If they implemented the whole thing themselves (I would say that should take
more than 4 years in a couple-of-guys setup) then maintaining that
compatibility must be/will be a nightmare. If you sold me a product as MySQL-
compatible and I find that some bizarre and undocumented side-effect of MySQL
implementation that my code relies on is missing, you will have to emulate
that side effect.

If, on the other hand, they based their implementation on MySQL code, then
this raises some licensing questions (MySQL is GPL so they will have to make
their changes public).
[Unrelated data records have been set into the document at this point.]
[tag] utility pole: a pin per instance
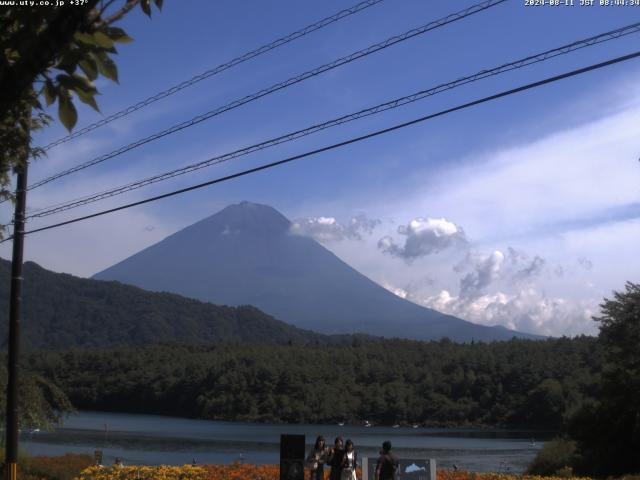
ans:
(11, 446)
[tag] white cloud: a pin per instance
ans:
(424, 236)
(528, 310)
(328, 229)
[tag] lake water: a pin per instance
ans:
(152, 440)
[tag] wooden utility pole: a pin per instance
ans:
(11, 445)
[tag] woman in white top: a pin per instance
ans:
(317, 458)
(349, 462)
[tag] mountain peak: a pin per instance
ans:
(243, 255)
(244, 217)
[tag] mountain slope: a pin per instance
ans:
(245, 254)
(61, 311)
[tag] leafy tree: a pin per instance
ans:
(50, 55)
(42, 403)
(607, 431)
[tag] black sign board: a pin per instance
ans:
(292, 457)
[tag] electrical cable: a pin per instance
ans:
(220, 68)
(279, 86)
(532, 59)
(334, 146)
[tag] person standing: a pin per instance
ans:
(387, 464)
(349, 462)
(335, 459)
(316, 459)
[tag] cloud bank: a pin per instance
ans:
(424, 236)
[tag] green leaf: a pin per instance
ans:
(65, 81)
(85, 38)
(106, 66)
(146, 7)
(118, 35)
(102, 40)
(83, 83)
(50, 93)
(89, 67)
(67, 111)
(69, 60)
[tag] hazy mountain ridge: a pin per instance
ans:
(62, 311)
(244, 254)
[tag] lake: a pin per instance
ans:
(153, 440)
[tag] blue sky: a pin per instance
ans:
(541, 190)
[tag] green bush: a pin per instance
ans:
(554, 459)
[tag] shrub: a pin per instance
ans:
(554, 459)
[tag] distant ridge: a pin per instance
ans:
(61, 311)
(244, 254)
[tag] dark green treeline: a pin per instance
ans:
(515, 383)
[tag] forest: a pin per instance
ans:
(517, 383)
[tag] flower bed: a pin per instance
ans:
(237, 471)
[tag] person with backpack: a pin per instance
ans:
(387, 465)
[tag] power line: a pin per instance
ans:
(532, 59)
(279, 86)
(220, 68)
(522, 88)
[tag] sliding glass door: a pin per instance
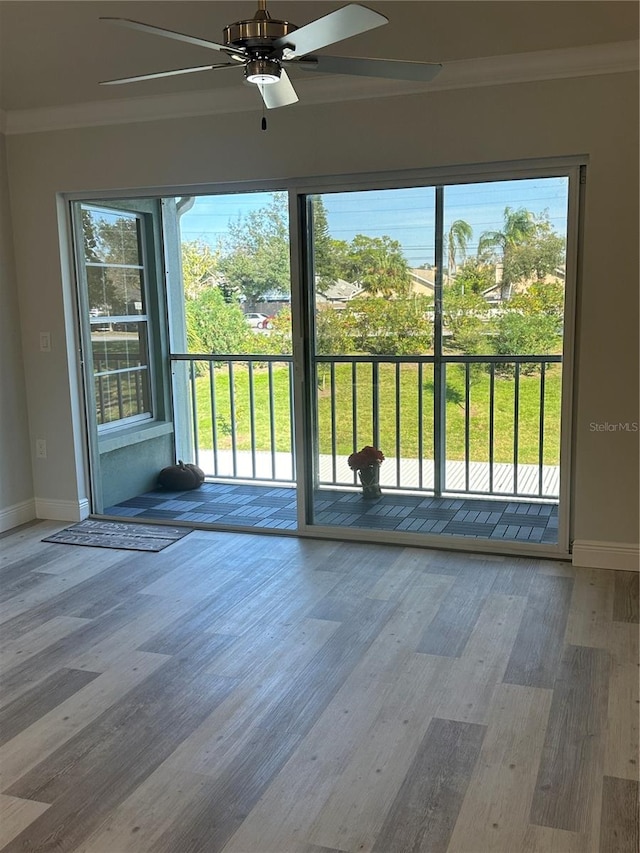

They may have separated the code somehow so that this
is less of an issue, though it adds a bit of uncertainty to the whole setup.

------
lzimm
there was this programming language i remember reading about a while ago that
was basically about moving computation around to different nodes to bring the
"function to the data" as opposed to the other way around -- which is the
exact same thing that the white paper says clustrix is doing.

anyways, with any sort of non-trivially related data, it becomes a continuous
graph optimization problem to minimize the number of nodes you hit on any
given "query" (ie: keep data that tends to be accessed together on the same
nodes or die), and can easily see how though it may seem like an elegant
solution, that you can very quickly run into scary problems that really are
just a giant tangled mess.

anyways, distributed joins aren't that hard. select and insert are solved by
the key-value/consistent hashing dbs. even mysql cluster gives you all that
stuff these days (the whitepaper mentions non-trivial multi-master joins)

holla

------
Maro
Hey, they're looking for a "Technical Support Engineer - 6AM Shift":

Required Skills / Duties: ... \- Able to lift 80 lbs several times in a single
day. Our servers weigh between 50 and 140 lbs depending on configuration.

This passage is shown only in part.